Russell, a retired local Glasgow government officer, told me he recalled the artwork this past summer at a translators’ conference. It was about a year after he and his partner came face to face with the painting on that fateful Bavarian holiday. Now Russell and a female colleague, he explained, had found themselves talking about “the importance of context.” That’s when he whipped out his phone to show her an image of “The Expected One.”

“What strikes me most is how much a change in technology has changed the interpretation of the painting, and in a way has leveraged its entire context,” said Russell, who now occasionally blogs about culture and writes poetry.

The painting has since left enough of an impression on Russell that he’d even share it in response to a tweet last month from the @VICE Twitter account, after it posted a story I wrote over the summer about a certain painting from 1937 that depicts, among other things, a man holding a certain something that so resembles an iPhone as to be uncanny.

Russell’s reply tweet, noting a similar sort of striking resemblance going on in “The Expected One,” is how I first caught wind of the Waldmüller painting, a work that may actually date back to 1850, according to the gallery's website. In which case, the point remains.

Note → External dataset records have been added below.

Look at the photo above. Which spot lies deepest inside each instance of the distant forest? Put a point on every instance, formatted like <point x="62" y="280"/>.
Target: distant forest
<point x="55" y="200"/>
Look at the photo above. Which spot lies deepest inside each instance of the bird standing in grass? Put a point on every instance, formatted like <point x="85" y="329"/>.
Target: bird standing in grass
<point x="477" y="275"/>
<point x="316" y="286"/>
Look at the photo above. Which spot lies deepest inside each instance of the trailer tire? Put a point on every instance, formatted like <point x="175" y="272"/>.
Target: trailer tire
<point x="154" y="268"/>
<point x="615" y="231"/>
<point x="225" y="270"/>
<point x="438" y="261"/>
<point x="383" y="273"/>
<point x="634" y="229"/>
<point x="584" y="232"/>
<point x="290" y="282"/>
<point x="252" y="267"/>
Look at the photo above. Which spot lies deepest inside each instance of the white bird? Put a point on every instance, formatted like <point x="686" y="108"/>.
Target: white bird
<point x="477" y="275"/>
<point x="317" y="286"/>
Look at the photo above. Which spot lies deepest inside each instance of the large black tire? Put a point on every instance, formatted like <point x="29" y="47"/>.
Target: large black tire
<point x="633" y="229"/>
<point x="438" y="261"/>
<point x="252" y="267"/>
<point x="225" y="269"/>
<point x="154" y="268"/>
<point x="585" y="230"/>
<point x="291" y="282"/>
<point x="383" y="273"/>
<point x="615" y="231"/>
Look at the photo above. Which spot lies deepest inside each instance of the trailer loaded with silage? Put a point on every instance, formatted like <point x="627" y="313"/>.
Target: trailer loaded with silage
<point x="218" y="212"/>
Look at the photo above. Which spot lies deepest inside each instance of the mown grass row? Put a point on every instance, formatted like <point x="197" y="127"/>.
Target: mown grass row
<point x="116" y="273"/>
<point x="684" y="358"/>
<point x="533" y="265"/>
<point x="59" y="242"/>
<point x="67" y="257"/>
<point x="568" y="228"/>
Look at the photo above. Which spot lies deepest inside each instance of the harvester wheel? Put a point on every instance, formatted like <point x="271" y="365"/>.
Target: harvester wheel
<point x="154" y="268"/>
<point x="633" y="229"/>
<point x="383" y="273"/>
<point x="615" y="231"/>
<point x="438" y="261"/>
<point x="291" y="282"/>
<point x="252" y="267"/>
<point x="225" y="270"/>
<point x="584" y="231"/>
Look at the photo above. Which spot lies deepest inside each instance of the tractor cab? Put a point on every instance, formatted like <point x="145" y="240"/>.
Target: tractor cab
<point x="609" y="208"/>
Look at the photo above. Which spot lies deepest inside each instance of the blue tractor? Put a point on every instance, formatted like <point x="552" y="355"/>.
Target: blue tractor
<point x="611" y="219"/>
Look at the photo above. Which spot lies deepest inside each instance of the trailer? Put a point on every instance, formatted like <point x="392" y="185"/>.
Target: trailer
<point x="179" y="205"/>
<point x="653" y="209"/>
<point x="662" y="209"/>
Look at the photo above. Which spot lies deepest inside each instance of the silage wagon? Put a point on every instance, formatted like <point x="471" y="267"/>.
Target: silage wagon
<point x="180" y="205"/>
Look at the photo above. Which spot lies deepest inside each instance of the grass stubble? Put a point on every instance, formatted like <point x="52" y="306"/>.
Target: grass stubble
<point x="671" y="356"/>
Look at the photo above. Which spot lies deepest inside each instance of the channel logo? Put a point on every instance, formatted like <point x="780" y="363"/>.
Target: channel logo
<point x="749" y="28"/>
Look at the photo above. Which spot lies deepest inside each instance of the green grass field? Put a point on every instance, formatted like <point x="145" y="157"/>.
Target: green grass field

What’s dimmer to trace back is whether he’s the first observer to publicly call it out. Russell told me he wasn’t aware of anyone else having shared the painting “in this way” (“usually,” he added, “if your idea is that good, someone else has already had it”). There is at least one remixed version of “The Expected One” floating around Pinterest and forwarded to me. The image has been doctored to include a cone of light thrown off the woman’s “phone.”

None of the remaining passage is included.